What Happens After AI Writes the Code
You wrote some code with Claude Code, opened a Pull Request, went into a couple of hours of meetings, and what do you see when you’re back? The CI failed.
The code you pushed looked right at first glance, and the unit tests had passed. But now you’re staring at a stack trace that points to a field that doesn’t exist on your queue messages, or an environment variable the service is calling by the wrong name, or a database column that was renamed last week.
These are the kinds of bugs AI coding agents are more prone to introducing, and simply reading the code or testing it in isolation doesn’t allow you to catch them. In this blog we’re going to be talking about why this happens and what are some ways to prevent this by giving AI agents safe environments to test in.
The assumption gap
When an AI agent writes code, it works from what it can see: the files in your repo, the context you gave it, maybe some docs. What it can’t see is your actual environment, the exact format of messages on your queue, the names of your secrets, the response structure of the internal API three services downstream, the current state of your database schema.
So it guesses. The guesses are usually reasonable, but reasonable isn’t the same as correct, and incorrect in this case is invisible until the code runs against the real thing. I’d like to name these types of bugs as “assumption bugs.” The code is correct given a set of premises about the environment that turn out not to be true.
Human engineers make the same mistakes, but with two key differences. First, a human working on a service has usually run it, seen its logs, made requests against it. They have ambient environmental knowledge built up over time. Second, and more importantly, when a human does make an assumption, they know they made one. A developer who’s unsure how a queue message is structured will go and check or at least flag it mentally as something to verify.
An AI agent has neither the environmental knowledge nor the awareness that it’s guessing. It writes assumptions into the code with the same confidence as everything else. And even if it’s worked with that environment before, its context window leads it to forget certain things when the app gets complex. The result is code that looks authoritative but is built on premises it never verified.
Why you always find out late
The CI failure which caught the errors in the AI-generated code, didn’t have to happen hours later. It happened hours later because of how most current dev workflows are set up.
Here’s what the loop looks like today: the AI generates code, it looks plausible, you push it, a container image builds (10–15 minutes on a good day), you wait for access to staging, CI deploys to staging, and then it fails when run against real dependencies in a real environment the AI has never had access to. Now you have to go back, figure out what assumption the AI made, re-explain the context, prompt again, and run the whole cycle over.
The gap between “AI wrote the code” and “the bug is found” is where the time goes. And the longer that gap, the harder it is to close because by the time you’re reading the stack trace, you’ve already moved on mentally from the context you had when you were prompting.

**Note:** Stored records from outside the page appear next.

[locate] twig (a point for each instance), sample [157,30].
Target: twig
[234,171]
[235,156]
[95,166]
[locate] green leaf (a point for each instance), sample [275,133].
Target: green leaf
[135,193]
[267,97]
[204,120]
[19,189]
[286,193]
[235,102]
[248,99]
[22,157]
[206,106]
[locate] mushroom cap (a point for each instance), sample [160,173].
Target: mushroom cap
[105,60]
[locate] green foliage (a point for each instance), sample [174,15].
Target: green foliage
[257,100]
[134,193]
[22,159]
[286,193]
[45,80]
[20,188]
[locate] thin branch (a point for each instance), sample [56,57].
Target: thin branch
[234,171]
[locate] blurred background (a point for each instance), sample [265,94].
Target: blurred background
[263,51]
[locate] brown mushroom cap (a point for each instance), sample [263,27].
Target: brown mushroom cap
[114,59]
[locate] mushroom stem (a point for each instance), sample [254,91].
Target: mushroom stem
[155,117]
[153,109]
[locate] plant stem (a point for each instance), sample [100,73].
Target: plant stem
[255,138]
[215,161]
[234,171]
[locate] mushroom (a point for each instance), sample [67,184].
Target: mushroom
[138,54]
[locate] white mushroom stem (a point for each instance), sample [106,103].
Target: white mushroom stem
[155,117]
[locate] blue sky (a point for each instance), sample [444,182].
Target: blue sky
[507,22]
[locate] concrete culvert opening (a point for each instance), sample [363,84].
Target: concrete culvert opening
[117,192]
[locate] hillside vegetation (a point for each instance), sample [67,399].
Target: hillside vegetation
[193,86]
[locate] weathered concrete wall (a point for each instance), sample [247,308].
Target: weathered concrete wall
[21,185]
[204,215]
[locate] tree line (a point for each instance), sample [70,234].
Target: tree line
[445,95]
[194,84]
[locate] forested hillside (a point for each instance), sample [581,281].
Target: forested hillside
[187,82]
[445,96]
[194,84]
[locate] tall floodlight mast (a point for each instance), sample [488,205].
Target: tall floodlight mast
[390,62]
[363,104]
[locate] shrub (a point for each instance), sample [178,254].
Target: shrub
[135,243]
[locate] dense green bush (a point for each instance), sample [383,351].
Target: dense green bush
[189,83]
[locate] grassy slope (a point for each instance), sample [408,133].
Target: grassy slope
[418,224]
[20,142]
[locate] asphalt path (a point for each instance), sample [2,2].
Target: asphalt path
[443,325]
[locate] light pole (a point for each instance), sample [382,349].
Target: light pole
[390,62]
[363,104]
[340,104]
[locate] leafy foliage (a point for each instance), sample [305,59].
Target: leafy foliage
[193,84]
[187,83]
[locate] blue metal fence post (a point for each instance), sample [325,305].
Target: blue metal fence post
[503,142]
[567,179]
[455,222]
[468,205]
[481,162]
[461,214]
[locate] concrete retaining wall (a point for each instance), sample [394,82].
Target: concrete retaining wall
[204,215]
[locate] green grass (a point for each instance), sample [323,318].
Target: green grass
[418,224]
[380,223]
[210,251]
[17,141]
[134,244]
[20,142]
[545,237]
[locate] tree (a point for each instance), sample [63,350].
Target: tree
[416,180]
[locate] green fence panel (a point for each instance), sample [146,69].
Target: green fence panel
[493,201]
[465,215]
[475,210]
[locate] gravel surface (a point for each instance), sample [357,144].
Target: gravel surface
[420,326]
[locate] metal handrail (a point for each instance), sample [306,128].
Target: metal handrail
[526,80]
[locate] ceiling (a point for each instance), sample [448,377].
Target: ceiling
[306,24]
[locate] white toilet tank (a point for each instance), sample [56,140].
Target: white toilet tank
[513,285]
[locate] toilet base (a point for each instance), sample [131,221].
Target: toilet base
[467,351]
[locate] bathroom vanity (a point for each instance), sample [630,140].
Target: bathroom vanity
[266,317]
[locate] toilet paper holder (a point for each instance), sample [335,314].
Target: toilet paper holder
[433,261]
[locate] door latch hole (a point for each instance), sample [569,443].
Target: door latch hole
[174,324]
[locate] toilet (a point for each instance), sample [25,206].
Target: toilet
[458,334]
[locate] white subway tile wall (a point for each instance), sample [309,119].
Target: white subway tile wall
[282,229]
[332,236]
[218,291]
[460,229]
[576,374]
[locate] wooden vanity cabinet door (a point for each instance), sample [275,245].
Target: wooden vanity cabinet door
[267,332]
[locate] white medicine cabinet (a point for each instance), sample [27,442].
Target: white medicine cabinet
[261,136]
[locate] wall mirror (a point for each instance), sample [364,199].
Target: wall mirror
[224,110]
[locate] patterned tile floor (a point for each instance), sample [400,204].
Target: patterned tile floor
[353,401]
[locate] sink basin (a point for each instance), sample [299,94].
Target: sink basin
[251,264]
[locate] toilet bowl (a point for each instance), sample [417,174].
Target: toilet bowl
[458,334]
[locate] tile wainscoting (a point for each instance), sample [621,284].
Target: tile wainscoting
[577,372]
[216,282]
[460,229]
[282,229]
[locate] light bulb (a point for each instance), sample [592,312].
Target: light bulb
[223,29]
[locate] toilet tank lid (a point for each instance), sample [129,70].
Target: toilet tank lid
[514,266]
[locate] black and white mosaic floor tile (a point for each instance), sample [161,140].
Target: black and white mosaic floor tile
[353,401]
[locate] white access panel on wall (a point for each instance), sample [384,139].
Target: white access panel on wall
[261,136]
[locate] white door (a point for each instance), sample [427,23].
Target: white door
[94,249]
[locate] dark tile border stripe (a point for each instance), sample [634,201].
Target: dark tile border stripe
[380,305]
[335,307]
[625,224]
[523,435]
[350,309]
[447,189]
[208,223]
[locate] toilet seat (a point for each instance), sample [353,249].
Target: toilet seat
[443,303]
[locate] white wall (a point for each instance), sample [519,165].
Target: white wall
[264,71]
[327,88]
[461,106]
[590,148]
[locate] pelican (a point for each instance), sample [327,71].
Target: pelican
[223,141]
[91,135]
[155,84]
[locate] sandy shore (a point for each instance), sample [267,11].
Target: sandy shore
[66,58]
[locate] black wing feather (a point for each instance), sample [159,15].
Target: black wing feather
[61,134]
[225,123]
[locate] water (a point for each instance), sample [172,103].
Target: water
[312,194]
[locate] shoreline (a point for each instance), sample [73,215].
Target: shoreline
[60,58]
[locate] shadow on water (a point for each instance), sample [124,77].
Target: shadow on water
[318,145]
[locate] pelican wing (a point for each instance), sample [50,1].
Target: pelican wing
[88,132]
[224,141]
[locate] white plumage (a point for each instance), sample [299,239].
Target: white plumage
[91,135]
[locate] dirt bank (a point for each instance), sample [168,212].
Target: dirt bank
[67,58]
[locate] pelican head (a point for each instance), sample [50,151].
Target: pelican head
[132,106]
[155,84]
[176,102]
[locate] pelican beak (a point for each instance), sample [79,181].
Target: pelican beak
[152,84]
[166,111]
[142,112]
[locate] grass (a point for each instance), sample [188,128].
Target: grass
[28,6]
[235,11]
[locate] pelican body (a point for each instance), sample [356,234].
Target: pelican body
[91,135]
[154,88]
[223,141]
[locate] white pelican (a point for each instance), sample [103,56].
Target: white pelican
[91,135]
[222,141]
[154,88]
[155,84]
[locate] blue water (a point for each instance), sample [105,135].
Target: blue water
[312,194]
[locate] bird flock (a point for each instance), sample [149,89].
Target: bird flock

But what if your AI agent could run the code against real dependencies before the push and not after? If the agent can start the service locally and immediately see how it behaves against the actual queue, the actual database, the actual downstream APIs, assumption bugs surface in seconds. The AI can observe the real response, adjust, and try again on its own.
That’s a different kind of workflow. Not generate → push → wait → fail → iterate. Generate → run → observe → fix → push with confidence.
Giving the agent an environment
We call this type of workflow “remocal development” — your locally running service connects to your remote staging Kubernetes cluster in real time without any container builds or deployments. The service runs on your machine, but it receives real incoming traffic from the cluster and talks to real dependencies like databases, queues, and other services in the cluster.

How remocal development works
In practice, the workflow changes like this: after the AI generates the code, instead of pushing it, it runs the service locally with a remocal development solution like mirrord. The assumption bugs that would have shown up in CI two hours later show up now, immediately, with full context still fresh. The AI can observe the real failure, adjust, and try again in seconds. By the time you push, the code has already run against the real environment.
Here’s a demo: we gave Claude Code access to mirrord and it spun up a team of agents working in parallel against a shared Kubernetes cluster which iterated on their own code by testing it:
What about shared staging?
The natural concern is that running AI-generated code against a shared staging cluster is risky because a bad assumption on the AI’s part could break the environment for everyone. mirrord handles this with a suite of features including HTTP traffic filtering, database branching, queue splitting and mirrord Policies. You can check out our docs to learn more about each of these. We already have 1000+ engineers at companies like monday.com, zooplus, and SurveyMonkey doing remocal development against a single shared staging environment using mirrord. You can read about how they use mirrord here.
What changes
With this workflow, you don’t come back from meetings to a failed CI. The agent already ran the code against real dependencies before the push. It already saw the wrong field name, the missing env var, the stale schema, and fixed them. By the time CI runs, that class of bug is gone.
And because the environment is shared and controlled, it scales, and you don’t need a separate environment for every agent. Multiple agents can test simultaneously against the same cluster without breaking each other’s work. Platform teams can set guardrails on what agents are allowed to touch. The whole thing becomes something you can actually let run on its own, rather than something you have to watch.
That’s what AI-driven development looks like when the environment problem is solved. It’s not faster code generation that’ll allow you to ship faster but a tighter loop between code getting generated and knowing it works.